The Year-to-date expenses were $1.330K, ($30K) under the budget of $1.300K. The Board was over +$8K, of which +$7K of January overage due to timing that will even out in February and +$1K in previous Payroll Costs. Fundraising was under ($8K) due to ($3K) in Indirect Costs, ($7K) Staff Change in January, and +$2K in Outside Support. General and Administrative was over +$76K, of which +$99K in Indirect Costs, +$5K Travel, +$2K Payroll Costs, +$3K Communication, while being under ($17K) Staff Meetings and Office Expenses, ($12K) Professional Fees, ($5K) Occupancy Costs. Programs were under ($106K) of which ($95K) in Indirect Costs, ($32K) Travel, ($12K) Communications, ($2K) Office Expenses, with an overage of +$30K Payroll Costs and +$5K in Professional Services.

Wiki Education expenses YTD January 2020

Office of the ED

  • Current priorities:
  • In-person board meeting
  • Hiring of a new fundraiser
  • Getting ready for the all-staff meeting in February

In January, board members gathered for their in-person board meeting at the Omni Hotel in San Francisco. The two-day event started with a meeting of Wiki Education’s Finance and Audit Committee which Jordan Daly from SFBay Financials and Susan Malone from Hood & Strong joined in person. Then, Frank provided the board with a report on the current status of the organization, followed by an outlook on the fundraising situation and a discussion. Afterwards, LiAnna Davis gave the board an update on Wiki Education’s programmatic activities. On the second day, Sage Ross provided an update on the recent work of the technology department. Then, Frank and LiAnna presented different options for what to focus on in next fiscal year and discussed these options with the board. Subsequently, board members Carwil Bjork-James and Bob Cummings gave a presentation titled “Five Major Trends in Higher Ed/OER and How they May Impact Wiki Education.” At the end of the meeting, the board approved the creation of an Advisory Board, the extension of our current strategic plan, and two new board members: Jon Cawthorne, Dean of the Wayne State University Library System and incoming president of the Association of College & Research Libraries (ACRL), and Meaghan Duff, Owner & Principal of Mercy Education Partners and former Senior Vice President for Partnerships & Strategy at Faculty Guild.

Wiki Education in-person board meeting at the Omni Hotel in San Francisco in January 2020. 
Left to right: Carwil Bjork-James, Sue Gardner, Karen Twitchell, Bob Cummings, PJ Tabit.

Also in January, Frank finalized his search for a new fundraiser.
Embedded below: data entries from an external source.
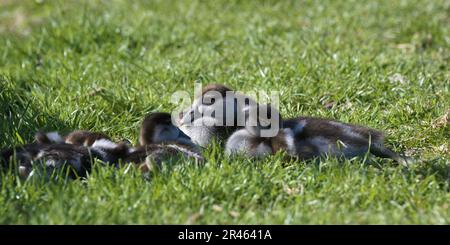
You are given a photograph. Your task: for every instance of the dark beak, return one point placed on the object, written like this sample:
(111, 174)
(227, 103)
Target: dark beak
(181, 134)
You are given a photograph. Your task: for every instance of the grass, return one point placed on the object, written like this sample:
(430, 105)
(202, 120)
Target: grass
(103, 65)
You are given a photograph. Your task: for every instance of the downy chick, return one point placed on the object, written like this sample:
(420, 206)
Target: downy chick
(213, 115)
(307, 138)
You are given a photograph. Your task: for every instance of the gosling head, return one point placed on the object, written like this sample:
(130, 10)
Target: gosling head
(214, 114)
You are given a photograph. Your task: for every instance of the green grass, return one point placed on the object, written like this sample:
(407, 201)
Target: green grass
(384, 64)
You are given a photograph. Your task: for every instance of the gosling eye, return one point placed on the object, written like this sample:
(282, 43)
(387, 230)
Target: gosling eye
(208, 100)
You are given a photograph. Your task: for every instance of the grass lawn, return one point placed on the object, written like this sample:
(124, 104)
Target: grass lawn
(103, 65)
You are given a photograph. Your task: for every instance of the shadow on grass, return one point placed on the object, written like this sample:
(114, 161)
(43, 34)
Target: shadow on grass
(20, 116)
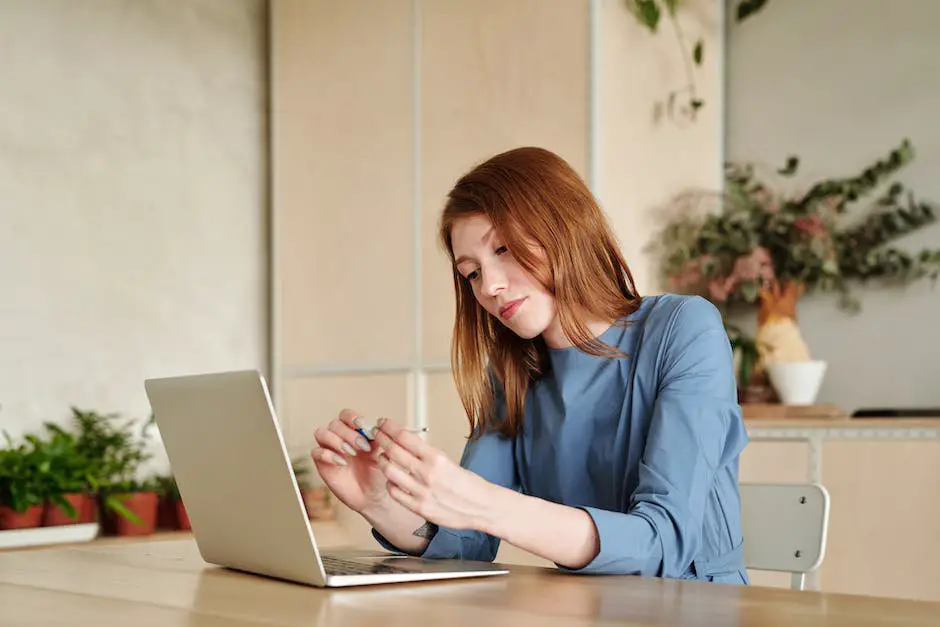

With the help of Lisa Grossman from recruiting firm m/Oppenheim, he hired Paul Carroll as Director, Institutional Funding. Prior to joining Wiki Education, Paul worked as a grantmaker with the Ploughshares Fund, a public foundation that addresses international security. Paul served as the program director with responsibilities for a roughly $6 million annual grantmaking budget. He has also served on the steering committee of the Peace and Security Funders Group (PSFG), an international network of foundations and individual donors interested in a broad range of peace, human security, and development issues. Paul has lived on both sides of the fundraising/grantmaking table – experience that adds to his understanding of and appreciation for the craft of development, communications, and partnership-building.